Like all parties, the album does start to wind down after a while. The slow-dance moment of the album, “Autumn,” written and sung by Hartman, is nice in a soft-rock sort of way, but its uninspired lyrics (“I lost my lover / and my summer, too / to Autumn”) ultimately make it one of the weaker moments on the record. Thankfully the tempo picks up with the two album closers, the righteous “We All Had a Real Good Time” and the classic rock-radio staple, “Frankenstein.” In terms of the album’s sequencing, this last song sounds like a bit of a jarring afterthought, too seamlessly virtuosic compared to what came before it. Ultimately, though, its irresistibly wonky character makes it an appealing and iconic track.

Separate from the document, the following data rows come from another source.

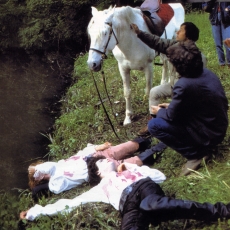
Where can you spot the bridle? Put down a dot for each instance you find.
(103, 53)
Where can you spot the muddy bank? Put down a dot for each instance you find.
(30, 90)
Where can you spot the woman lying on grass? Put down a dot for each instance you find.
(133, 190)
(69, 173)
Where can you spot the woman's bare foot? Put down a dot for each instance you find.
(104, 146)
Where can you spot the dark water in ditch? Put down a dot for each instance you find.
(29, 90)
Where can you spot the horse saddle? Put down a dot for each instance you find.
(156, 15)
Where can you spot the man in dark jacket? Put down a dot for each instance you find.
(220, 21)
(196, 120)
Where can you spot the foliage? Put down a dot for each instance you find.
(83, 120)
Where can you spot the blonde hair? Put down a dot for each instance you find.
(32, 182)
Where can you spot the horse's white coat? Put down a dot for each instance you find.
(130, 52)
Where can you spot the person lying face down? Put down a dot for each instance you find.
(69, 173)
(134, 191)
(109, 189)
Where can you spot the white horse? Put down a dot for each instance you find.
(109, 30)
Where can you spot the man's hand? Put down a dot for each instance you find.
(164, 105)
(135, 28)
(227, 42)
(154, 109)
(23, 214)
(104, 146)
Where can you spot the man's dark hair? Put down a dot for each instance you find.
(186, 58)
(191, 31)
(94, 178)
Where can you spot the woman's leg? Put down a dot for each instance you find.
(217, 35)
(120, 152)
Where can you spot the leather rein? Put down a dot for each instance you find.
(103, 53)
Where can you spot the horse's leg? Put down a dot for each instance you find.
(149, 78)
(125, 74)
(165, 70)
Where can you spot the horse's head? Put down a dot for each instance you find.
(102, 36)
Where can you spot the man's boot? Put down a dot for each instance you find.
(144, 143)
(166, 208)
(193, 164)
(147, 156)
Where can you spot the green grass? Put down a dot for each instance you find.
(83, 120)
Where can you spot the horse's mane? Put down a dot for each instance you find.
(125, 16)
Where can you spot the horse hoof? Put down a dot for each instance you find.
(127, 121)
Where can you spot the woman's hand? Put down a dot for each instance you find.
(23, 214)
(31, 169)
(104, 146)
(121, 168)
(164, 105)
(135, 28)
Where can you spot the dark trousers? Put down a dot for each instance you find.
(146, 204)
(177, 138)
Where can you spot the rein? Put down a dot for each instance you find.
(103, 53)
(107, 115)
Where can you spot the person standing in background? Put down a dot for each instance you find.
(220, 21)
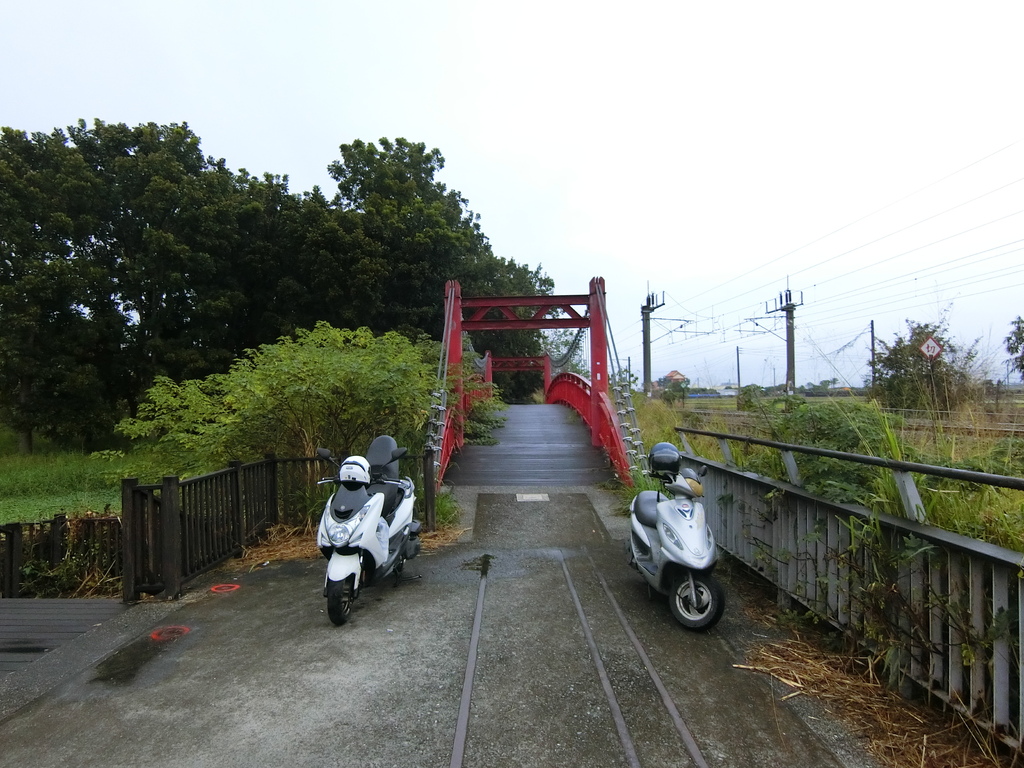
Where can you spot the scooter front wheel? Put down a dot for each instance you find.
(339, 600)
(699, 607)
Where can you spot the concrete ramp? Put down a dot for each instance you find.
(538, 445)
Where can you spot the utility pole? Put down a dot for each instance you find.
(872, 354)
(739, 386)
(787, 305)
(645, 311)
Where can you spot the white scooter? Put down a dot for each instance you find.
(367, 530)
(671, 543)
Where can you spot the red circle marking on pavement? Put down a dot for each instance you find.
(168, 633)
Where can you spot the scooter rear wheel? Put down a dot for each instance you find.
(701, 609)
(339, 601)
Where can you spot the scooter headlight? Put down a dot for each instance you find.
(341, 532)
(671, 537)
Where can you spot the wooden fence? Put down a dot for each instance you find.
(168, 532)
(945, 609)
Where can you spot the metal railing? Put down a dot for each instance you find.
(945, 608)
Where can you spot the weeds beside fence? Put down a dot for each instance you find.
(936, 609)
(166, 535)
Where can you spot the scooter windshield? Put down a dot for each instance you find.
(347, 502)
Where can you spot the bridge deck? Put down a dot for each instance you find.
(537, 445)
(30, 628)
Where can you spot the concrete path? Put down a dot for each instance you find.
(527, 643)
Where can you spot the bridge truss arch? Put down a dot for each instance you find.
(602, 401)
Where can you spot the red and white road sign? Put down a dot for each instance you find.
(931, 348)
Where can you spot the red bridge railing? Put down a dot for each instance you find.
(598, 414)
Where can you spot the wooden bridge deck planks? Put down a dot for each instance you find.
(537, 445)
(30, 627)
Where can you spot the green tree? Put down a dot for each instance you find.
(327, 387)
(906, 379)
(50, 358)
(1015, 345)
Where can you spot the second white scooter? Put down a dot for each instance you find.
(671, 543)
(367, 530)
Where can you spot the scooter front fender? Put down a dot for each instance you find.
(340, 567)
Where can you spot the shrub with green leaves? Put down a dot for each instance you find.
(328, 387)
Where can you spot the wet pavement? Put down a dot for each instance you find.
(527, 643)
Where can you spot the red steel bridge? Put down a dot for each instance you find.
(602, 400)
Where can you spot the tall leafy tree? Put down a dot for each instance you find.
(50, 376)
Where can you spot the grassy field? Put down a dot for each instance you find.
(36, 487)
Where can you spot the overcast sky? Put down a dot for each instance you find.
(866, 156)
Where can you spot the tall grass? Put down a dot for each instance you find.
(984, 512)
(37, 487)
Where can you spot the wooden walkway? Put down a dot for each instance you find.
(538, 445)
(31, 627)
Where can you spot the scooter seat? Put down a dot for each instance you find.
(392, 497)
(645, 507)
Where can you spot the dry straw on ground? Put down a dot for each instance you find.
(899, 733)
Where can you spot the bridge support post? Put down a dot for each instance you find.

Overall, I think the heart of They Only Come Out at Night is in the earlier songs, which have a looseness and grit that recalls the ramshackle troupe of Joe Cocker’s Mad Dogs and Englishmen—this is why the opener, “Hangin’ Around,” remains my favorite song of the album.
Somehow They Only Come Out at Night presents its debauchery with a levity bordering on naiveté and a “take it as it comes” attitude. The 70s (at least the part of the 70s continuous with the 60s) were not dead yet; we would have to wait a few more years for Neil Young to kill them off with Tonight’s the Night.
For now, on this album, the coast is still clear. “They only come out at night,” the album seems to say, “but don’t worry—they don’t bite.”